A multi-faith ceremony commemorates the victims of the Bangkok blast. Photo: Ritchie B Tongo/EPA.

A multi-faith ceremony commemorates the victims of the Bangkok blast. Photo: Ritchie B Tongo/EPA.

There will be grim consequences if the Bangkok blast proves to have its origin in domestic politics.

Recent posts for New Mandala by Zachary Abuza and Lee Jones have accurately highlighted the obvious weaknesses in the Thai authorities’ investigation of the lethal bombing at the Erawan Shrine on 17 August.

Perhaps it should also be said, though, that few governments emerge from terrorist attacks looking good. Every terrorist attack represents an intelligence failure, and security agencies’ post-attack responses are often characterised by confusion and lack of coordination.

There has been much speculation about the identity of the terrorists who carried out the attack.

For Thailand’s military government and ordinary Thai people, the most worrying possibility is that the 17 August attack signalled a dramatic escalation of domestic political violence, whether the conflict in the Thailand’s far south, or the long-running fight for control of the national government. Many hundreds of Thais have lost their lives in these bitter conflicts since the 1970s.

In the south, ethnic-Malay insurgents routinely murder not only military and police personnel, but also schoolteachers, Buddhist monks and other civilians, and make frequent use of IEDs. On their part, the security forces have sometimes in the past, particularly under the Thaksin Shinawatra administration, reacted with excessive brutality to the insurgency.

However, although there have been signs of an expansion of the insurgents’ target-list to include tourist zones in the south, the southern conflict has until now been almost entirely contained within several provinces.

If southern terrorists were responsible for the 17 August attack – perhaps in retaliation for the military government’s hard-line towards peace negotiations – this would represent a serious expansion of an already vicious but contained conflict, with serious implications for international confidence in Thailand’s internal security.

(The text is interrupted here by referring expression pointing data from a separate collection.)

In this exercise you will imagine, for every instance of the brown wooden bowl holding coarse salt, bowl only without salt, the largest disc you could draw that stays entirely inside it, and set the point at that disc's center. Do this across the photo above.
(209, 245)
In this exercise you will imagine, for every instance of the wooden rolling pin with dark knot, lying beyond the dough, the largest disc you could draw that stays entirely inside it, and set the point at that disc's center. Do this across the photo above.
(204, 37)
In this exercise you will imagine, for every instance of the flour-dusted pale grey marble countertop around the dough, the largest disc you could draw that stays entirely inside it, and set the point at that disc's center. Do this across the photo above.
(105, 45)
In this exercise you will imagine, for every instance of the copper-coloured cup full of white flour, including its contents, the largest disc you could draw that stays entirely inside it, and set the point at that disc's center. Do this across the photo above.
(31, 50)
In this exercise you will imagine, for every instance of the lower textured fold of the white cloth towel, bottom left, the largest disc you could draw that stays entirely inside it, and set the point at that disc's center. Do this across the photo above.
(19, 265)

Meanwhile, the central political conflict has seen large numbers of people from all sides lose their lives: students and left-wingers during the 1970s, students again in 1992, Red Shirts and soldiers in 2010, and Yellow Shirt protesters in 2013-14. However, the conflict has previously not involved any serious efforts to inflict large-scale casualties on civilians through terrorist attacks.

But while the military regime led by General Prayuth Chan-ocha has imposed superficial calm since the armed forces took power through their May 2014 coup, tensions have grown beneath the surface.

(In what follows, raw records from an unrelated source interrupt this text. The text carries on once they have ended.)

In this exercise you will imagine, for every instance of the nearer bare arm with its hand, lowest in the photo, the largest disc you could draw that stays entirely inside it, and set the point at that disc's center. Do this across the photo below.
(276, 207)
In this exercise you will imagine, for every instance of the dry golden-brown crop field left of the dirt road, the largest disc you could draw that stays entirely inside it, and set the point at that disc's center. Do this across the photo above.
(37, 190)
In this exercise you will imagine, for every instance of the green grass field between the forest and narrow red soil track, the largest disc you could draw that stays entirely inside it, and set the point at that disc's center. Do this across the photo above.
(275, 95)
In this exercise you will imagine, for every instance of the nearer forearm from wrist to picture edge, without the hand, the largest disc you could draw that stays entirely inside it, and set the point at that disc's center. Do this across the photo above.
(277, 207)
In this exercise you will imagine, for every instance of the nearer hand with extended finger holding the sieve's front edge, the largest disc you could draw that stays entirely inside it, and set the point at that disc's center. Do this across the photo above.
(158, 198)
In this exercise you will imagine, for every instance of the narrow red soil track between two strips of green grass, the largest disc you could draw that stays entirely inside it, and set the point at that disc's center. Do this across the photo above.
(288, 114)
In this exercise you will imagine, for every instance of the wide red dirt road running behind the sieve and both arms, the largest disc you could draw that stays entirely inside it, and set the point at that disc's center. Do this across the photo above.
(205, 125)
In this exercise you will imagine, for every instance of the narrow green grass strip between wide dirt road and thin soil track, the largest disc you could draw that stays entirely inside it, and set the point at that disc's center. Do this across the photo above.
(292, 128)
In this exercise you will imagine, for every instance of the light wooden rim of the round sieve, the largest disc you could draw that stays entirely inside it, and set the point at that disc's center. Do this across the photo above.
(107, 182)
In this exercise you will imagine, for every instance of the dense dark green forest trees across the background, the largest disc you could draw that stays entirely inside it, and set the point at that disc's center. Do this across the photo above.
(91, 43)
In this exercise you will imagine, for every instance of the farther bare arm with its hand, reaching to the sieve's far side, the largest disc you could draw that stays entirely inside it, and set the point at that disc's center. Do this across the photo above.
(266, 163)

These tensions reflect not only a sense of disenfranchisement among the majority of the population whose political agency grew under the 1997 Constitution and the successive governments led or backed by Thaksin.

Most Thais recognise that, like it or not, the country’s present twilight era is likely to end soon. A struggle for power and wealth within Thailand’s conservative establishment may be imminent.

The nightmare scenario for Thailand would be outright violence between the country’s domestic factions, with ordinary people caught in the middle. The 17 August attack might provide a worrying portent of such violence.

However, despite sometimes contradictory and confusing statements from the Thai authorities, the circumstantial evidence that has emerged since the brutal and cowardly attack on the Erawan shrine suggests that it was more probably a manifestation of international terrorism than of domestic politics.

Under any government, Thailand, with its easy visa-free or visa-on-arrival access for many nationalities, its cosmopolitan environment, widespread corruption, pervasive organised crime, weak law-enforcement, patchy record of international cooperation on counter-terrorism, and plethora of sites popular with tourists, would be vulnerable to violent extremists from outside the country.

While in the past there doesn’t seem to have been a clear rationale for Islamist or other extremist groups to attack Thailand, Anthony Davies has argued quite persuasively that the Turkish nationalist-fascist group, the Grey Wolves,
may have perpetrated the bombing in retaliation for the Thai government’s forced repatriation of Uighur refugees to China.

If Thailand was a victim of international terrorism, this will pose serious challenges for the military government in Bangkok. To prevent future attacks, and to restore already sagging confidence in the country’s tourist sector, Thailand will need to improve its counter-terrorist capabilities, including in terms of intelligence collection and analysis. It will particularly need to intensify intelligence exchanges with the US, Australia, and other Western countries as well as Asian partners.

Indonesia’s acceptance of international support for its counter-terrorism effort following the 2002 Bali attack provides an example example of how such assistance can significantly bolster national capabilities. A bonus for Thailand and its international interlocutors would be expanded interaction on practical matters despite the tensions precipitated by Western governments’ reaction to the 2014 coup.

Overall, if the 17 August attack originated outside the country, there are grounds for an optimistic prognosis. With international assistance, the culprits may be tracked down. Enhanced counter-measures including tightened border controls and strengthened intelligence exchanges with regional and international partners could go a long way towards preventing similar attacks in future.

The outlook would be much grimmer if the attack was found to have domestic origins.

John Franklin is the nom de plume of a security analyst based in Southeast Asia. He has worked in the region since the 1980s.